EPA retains authority under Section 7412(r)(7) to substantively amend the programmatic requirements of the Chemical Disaster Rule, and pursuant to that authority, revise its effective and compliance dates, subject to arbitrary and capricious review.
. . . the agency must examine the relevant data and articulate a satisfactory explanation for its action including a rational explanation of the facts found and the choice made.” When an agency reverses itself, it “must show that there are good reasons for the new policy,” but it need not show that “the reasons for the new policy are better than the reasons for the old one.” However, if the “new policy rests upon factual findings that contradict those which underlay its prior policy,” it must provide “a reasoned explanation . . . for disregarding facts and circumstances that underlay or were engendered by the prior policy.”
What does it mean?
The district court said they could have made a new rule which struck down the Obama-era updated rule, but they can’t delay that Obama-era rule longer than the 90 days in the CAA statute. So, the EPA has a few options here:
- Appeal the decision
- Follow the statutory rule-making process and delay the rule for a period they can defend.
- Follow the statutory rule-making process and remove / modify the requirements of the Obama-era updated rule effectively replacing it with a Trump-era one.
- Implement the Obama era rule (This isn’t quite possible as some of the compliance dates have passed or are very close.)
My guess is that it’s a combination of the first 3 options.
You can read the court’s ruling in its entirety online.
The following is my opinion, and you are welcome to skip over it: I have a hobby of reading court rulings and was a bit surprised that the wording the court used. In my opinion, they make a strong case on the law, but have really fluffed it up their ruling with a lot of dramatic language that’s unnecessary.

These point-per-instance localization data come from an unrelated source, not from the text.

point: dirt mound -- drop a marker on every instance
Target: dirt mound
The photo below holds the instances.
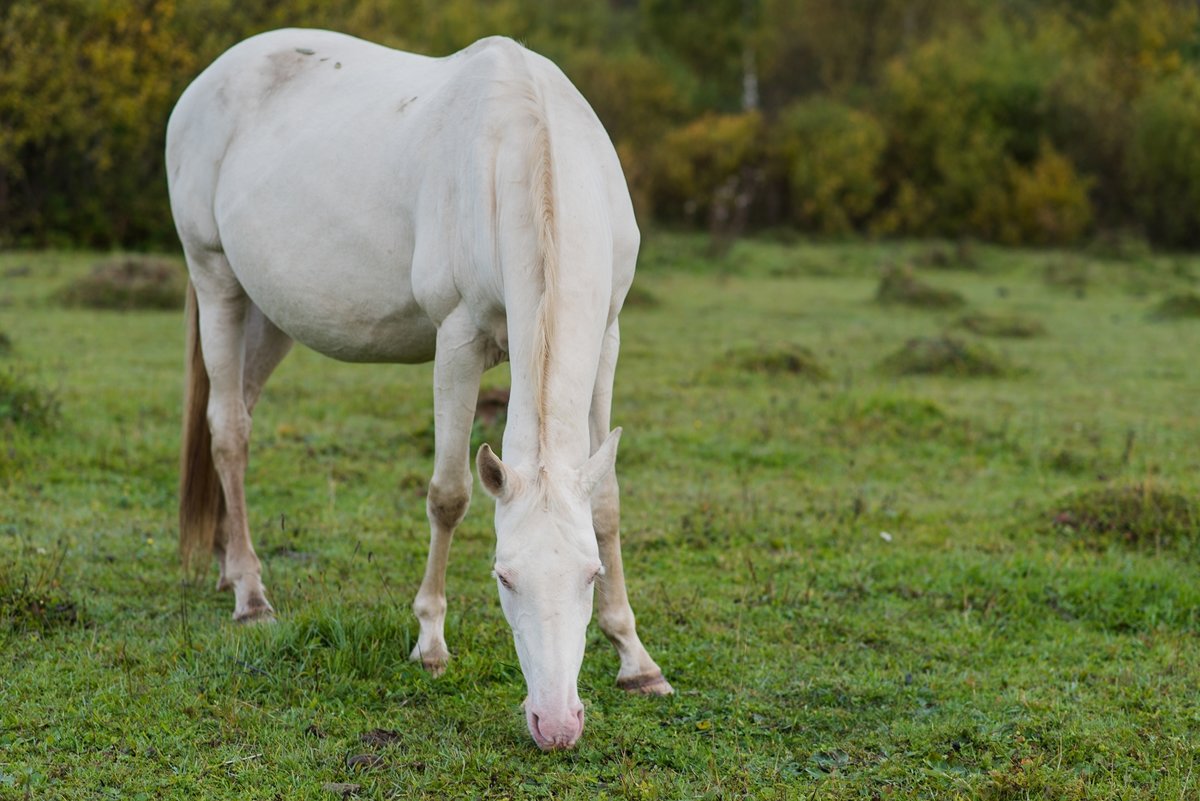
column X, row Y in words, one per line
column 1143, row 515
column 129, row 283
column 901, row 287
column 781, row 359
column 25, row 403
column 945, row 356
column 1012, row 326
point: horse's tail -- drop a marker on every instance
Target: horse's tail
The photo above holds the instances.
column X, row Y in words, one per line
column 201, row 499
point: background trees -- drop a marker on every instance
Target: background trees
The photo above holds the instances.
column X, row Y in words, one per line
column 1032, row 121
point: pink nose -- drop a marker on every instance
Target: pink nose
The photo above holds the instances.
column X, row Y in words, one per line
column 557, row 732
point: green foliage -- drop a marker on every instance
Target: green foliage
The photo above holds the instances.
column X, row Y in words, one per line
column 964, row 113
column 1050, row 204
column 976, row 651
column 84, row 92
column 1165, row 160
column 832, row 156
column 702, row 160
column 1033, row 121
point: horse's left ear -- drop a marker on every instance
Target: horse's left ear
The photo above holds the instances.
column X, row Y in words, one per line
column 601, row 462
column 495, row 475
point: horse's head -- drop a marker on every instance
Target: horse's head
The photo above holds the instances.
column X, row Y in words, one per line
column 546, row 566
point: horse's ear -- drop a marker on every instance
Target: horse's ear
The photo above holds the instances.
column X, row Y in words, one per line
column 493, row 474
column 601, row 462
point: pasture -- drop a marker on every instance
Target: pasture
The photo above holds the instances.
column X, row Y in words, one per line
column 864, row 578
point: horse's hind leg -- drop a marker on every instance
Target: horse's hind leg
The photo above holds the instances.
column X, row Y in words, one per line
column 457, row 367
column 265, row 348
column 223, row 315
column 639, row 673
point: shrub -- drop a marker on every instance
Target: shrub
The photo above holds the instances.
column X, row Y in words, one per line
column 1050, row 204
column 831, row 155
column 965, row 112
column 1164, row 160
column 697, row 162
column 129, row 283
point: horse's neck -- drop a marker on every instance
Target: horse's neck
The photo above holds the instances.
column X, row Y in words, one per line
column 549, row 416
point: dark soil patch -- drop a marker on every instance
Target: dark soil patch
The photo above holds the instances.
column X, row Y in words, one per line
column 1179, row 307
column 1144, row 515
column 901, row 287
column 1012, row 326
column 129, row 283
column 27, row 404
column 945, row 356
column 783, row 359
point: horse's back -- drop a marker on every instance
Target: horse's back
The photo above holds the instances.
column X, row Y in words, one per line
column 323, row 166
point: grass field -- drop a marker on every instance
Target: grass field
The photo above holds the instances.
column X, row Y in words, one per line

You almost get the impression they believe that the Obama-era updated rule is going to have a dramatic positive impact on the safety of the chemical industry. If implemented, I believe it will have a dramatic positive impact on the process safety consulting industry but might actually have a negative impact on process safety as it requires people to spend a LOT of time and money on things that haven’t been shown to significantly affect process safety.
Furthermore, there is very little evidence that the changes in the Obama-era updated rule would have prevented or significantly mitigated any of the accidents the court discusses. Just one example is West Texas, which the court discusses but the chemicals involved in the the explosion are not regulated under the RMP rule. The entirety of the updates seems to be more “process safety theatre” than an actual improvement to the regulation.